In a statement released by TheDream.US, Ramos said, “I am deeply grateful to my husband, Matthew, who never stopped fighting for me, and to our families and community who surrounded us with love, prayers, and support. Because of them, I am home. All I have ever wanted is to live with dignity in the country I have called home since I was a baby. I want to finish my degree, continue my education, and serve my community — just as my husband serves our country with honor.”
DHS said Ramos was born in Honduras and entered the United States in 2005 when she was younger than 2. That year, her family failed to appear for an immigration hearing, and a judge issued a final order of removal, DHS said. Ramos applied for Deferred Action for Childhood Arrivals (DACA) in 2020, but her husband said her application has remained “in limbo” amid legal battles over the program.

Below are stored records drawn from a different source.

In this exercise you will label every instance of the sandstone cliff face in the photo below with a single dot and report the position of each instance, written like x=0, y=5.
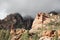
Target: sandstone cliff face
x=42, y=20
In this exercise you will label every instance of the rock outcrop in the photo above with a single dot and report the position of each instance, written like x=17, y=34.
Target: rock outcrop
x=40, y=20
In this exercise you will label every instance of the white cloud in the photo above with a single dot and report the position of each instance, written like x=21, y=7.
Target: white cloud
x=30, y=7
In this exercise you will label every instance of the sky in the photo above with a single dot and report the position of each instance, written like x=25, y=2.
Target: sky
x=27, y=7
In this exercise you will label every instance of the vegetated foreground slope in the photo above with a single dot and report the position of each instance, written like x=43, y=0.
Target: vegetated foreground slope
x=46, y=26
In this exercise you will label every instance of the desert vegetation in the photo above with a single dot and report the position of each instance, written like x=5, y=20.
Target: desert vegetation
x=16, y=27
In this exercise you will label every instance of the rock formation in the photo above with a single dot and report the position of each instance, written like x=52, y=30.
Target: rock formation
x=40, y=20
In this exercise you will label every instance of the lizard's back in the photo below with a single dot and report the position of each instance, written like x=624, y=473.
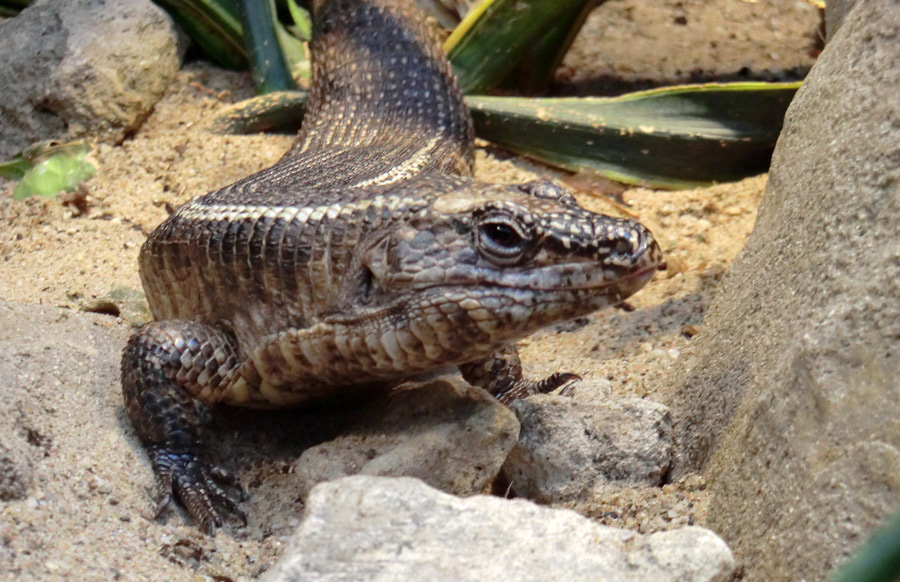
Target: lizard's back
x=268, y=253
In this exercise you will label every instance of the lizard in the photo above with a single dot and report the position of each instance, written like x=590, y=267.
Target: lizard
x=368, y=255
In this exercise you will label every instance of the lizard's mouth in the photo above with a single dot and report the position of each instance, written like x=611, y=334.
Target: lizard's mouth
x=580, y=276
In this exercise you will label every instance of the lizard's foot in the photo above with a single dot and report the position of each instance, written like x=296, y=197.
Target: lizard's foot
x=501, y=375
x=198, y=486
x=525, y=388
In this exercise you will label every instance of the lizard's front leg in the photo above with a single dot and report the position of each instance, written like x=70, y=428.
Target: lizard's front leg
x=501, y=375
x=170, y=371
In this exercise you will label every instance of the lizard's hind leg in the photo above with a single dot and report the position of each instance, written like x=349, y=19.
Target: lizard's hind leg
x=170, y=371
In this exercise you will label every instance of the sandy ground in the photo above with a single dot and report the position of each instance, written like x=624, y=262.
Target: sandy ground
x=54, y=255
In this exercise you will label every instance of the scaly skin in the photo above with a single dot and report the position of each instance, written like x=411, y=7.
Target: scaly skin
x=366, y=256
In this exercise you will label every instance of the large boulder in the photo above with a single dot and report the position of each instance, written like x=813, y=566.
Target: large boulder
x=790, y=401
x=379, y=528
x=83, y=68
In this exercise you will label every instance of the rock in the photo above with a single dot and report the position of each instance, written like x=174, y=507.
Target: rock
x=15, y=453
x=791, y=398
x=568, y=450
x=375, y=528
x=451, y=435
x=83, y=68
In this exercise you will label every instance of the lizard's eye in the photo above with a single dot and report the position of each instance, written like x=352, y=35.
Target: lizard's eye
x=503, y=240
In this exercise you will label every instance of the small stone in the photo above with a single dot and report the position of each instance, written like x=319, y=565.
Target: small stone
x=567, y=450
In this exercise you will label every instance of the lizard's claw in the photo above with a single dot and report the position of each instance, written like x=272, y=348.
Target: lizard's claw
x=524, y=388
x=197, y=486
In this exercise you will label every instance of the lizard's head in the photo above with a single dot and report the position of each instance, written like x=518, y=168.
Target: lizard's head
x=501, y=262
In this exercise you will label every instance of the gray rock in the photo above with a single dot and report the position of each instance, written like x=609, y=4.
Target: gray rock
x=374, y=529
x=83, y=68
x=568, y=450
x=791, y=398
x=451, y=435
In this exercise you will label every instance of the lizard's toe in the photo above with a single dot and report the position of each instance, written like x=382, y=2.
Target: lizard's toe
x=197, y=486
x=524, y=388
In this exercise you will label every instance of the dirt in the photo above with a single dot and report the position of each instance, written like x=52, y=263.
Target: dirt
x=56, y=255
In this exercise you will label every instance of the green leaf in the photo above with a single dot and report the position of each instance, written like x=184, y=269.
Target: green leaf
x=263, y=43
x=214, y=26
x=676, y=137
x=59, y=173
x=15, y=168
x=302, y=20
x=878, y=560
x=498, y=36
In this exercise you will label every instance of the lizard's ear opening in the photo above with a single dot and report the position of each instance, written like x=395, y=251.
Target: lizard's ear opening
x=365, y=284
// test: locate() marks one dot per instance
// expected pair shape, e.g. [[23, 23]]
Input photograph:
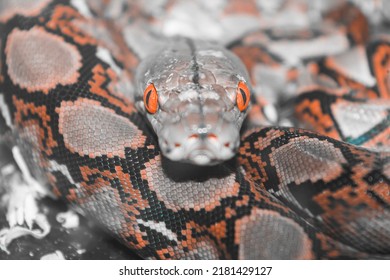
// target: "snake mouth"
[[202, 157]]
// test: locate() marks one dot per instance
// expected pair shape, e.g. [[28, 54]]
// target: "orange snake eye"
[[243, 96], [151, 99]]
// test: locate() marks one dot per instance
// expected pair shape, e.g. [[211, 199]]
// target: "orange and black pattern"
[[289, 193]]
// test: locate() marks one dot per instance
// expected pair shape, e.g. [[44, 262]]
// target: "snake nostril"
[[212, 136]]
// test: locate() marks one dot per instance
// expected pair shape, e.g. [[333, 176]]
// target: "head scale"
[[195, 96]]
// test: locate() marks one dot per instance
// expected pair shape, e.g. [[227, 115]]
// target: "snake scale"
[[315, 189]]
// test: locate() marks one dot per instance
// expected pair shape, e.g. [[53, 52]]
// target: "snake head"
[[196, 103]]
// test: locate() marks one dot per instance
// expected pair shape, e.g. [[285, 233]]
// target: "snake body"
[[289, 193]]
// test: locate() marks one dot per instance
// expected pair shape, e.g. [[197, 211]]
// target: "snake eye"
[[243, 96], [151, 99]]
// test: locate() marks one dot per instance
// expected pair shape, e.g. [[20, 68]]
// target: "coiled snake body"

Immigration and military family advocates criticized the detention and called it demoralizing. They warned that arresting or deporting spouses of service members could hurt recruitment and morale. Margaret Stock, a military immigration law expert, said that before recent policy changes the case would likely have been resolved administratively through alternatives like parole in place or deferred action. “It doesn’t make any sense — they’re going to get arrested for following the law? That’s stupid,” Stock said, adding that such actions “disrupt the soldiers’ readiness.”
Last April, DHS eliminated a 2022 policy that had considered military service of an immediate family member a “significant mitigating factor” in enforcement decisions. The administration’s new guidance says “military service alone does not exempt aliens from the consequences of violating U.S. immigration laws,” and officials have said the department will enforce existing orders of removal.
More than 60 members of Congress wrote to DHS and the Department of Defense in September warning that arrests of military personnel and veterans’ family members were “betraying its promises to service members who play a key role in protecting U.S. national security,” and expressing concern that information provided by service members might be used to target families.
Lydiah Owiti-Otienoh, who runs the Foreign-Born Military Spouse Network, said she has seen more cases where tightening immigration enforcement has upended military families. “It just sends a really bad message — we don’t care about you, about your spouses, anything you are doing,” she said. “If military families are not stable, national security is not stable.”
Blank’s mother, Jen Rickling, described Ramos as “everything she hoped for,” saying Ramos, a Sunday school teacher and biochemistry major, “loves my son with her whole heart.” Rickling told The AP, “We absolutely adore her. I believe in this country. And I believe we can do better than this — for Annie, for other military families, and for the values we hold dear.”
Ramos’ detention and release were first reported by The New York Times. DHS noted that the administration is enforcing immigration laws and said it would not “ignore the rule of law.” Separately, internal DHS data obtained by CBS News showed that in January the number of detainees in U.S. Immigration and Customs Enforcement custody surpassed 70,000 for the first time in the agency’s history.